Running Apache Spark on Azure Databricks

In this article, we’ll cover how to set up an Azure Databricks cluster and how to run queries in an interactive notebook. However, this article only scratches the surface of what you can do with Azure Databricks. If you would like to learn more, including how to create graphs, run scheduled jobs, and train a machine learning model, then check out my complete, video-based Running Spark on Azure Databricks course on Cloud Academy.

Watch this short video taken from the course to get an idea of what you’ll learn:

Apache Spark and Azure Databricks

Apache Spark is an open-source framework for doing big data processing. It was developed as a replacement for Apache Hadoop’s MapReduce framework. Both Spark and MapReduce process data on compute clusters, but one of Spark’s big advantages is that it does in-memory processing, which can be orders of magnitude faster than the disk-based processing that MapReduce uses. There are plenty of other differences between the two systems, as well, but we don’t need to go into the details here.

Not only does Apache Spark handle data analytics tasks, but it also handles machine learning. It has a library called MLlib that includes a variety of pre-built algorithms, such as logistic regression, naive Bayes, and random forest. At the moment, it doesn’t include neural networks. However, you can still create neural networks on Spark using other machine learning frameworks, such as TensorFlow.

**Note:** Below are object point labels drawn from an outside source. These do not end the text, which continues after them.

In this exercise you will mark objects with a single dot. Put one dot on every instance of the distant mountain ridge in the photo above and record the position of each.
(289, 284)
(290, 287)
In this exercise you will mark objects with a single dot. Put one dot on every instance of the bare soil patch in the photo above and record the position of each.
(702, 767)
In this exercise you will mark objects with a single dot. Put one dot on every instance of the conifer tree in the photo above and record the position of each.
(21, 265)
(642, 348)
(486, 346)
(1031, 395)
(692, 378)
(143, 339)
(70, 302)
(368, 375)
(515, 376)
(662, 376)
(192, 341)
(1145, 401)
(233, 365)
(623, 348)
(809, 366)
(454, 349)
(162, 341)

In 2013, the creators of Spark started a company called Databricks. The name of their product is also Databricks. It’s basically a managed implementation of Apache Spark in the cloud, so you don’t have to worry about building clusters yourself. It also has a user-friendly interface for running code on clusters interactively.

Microsoft has partnered with Databricks to bring their product to the Azure platform. The result is a service called Azure Databricks. One of the biggest advantages of using the Azure version of Databricks is that it’s integrated with other Azure services. For example, you can train a machine learning model on a Databricks cluster and then deploy it using Azure Machine Learning Services.

Setup

Now let’s see how to set up an Azure Databricks environment. You need to perform two tasks:

  1. Create a Databricks workspace
  2. Spin up a compute cluster

In the Azure portal, search for databricks. When it comes up, click on it.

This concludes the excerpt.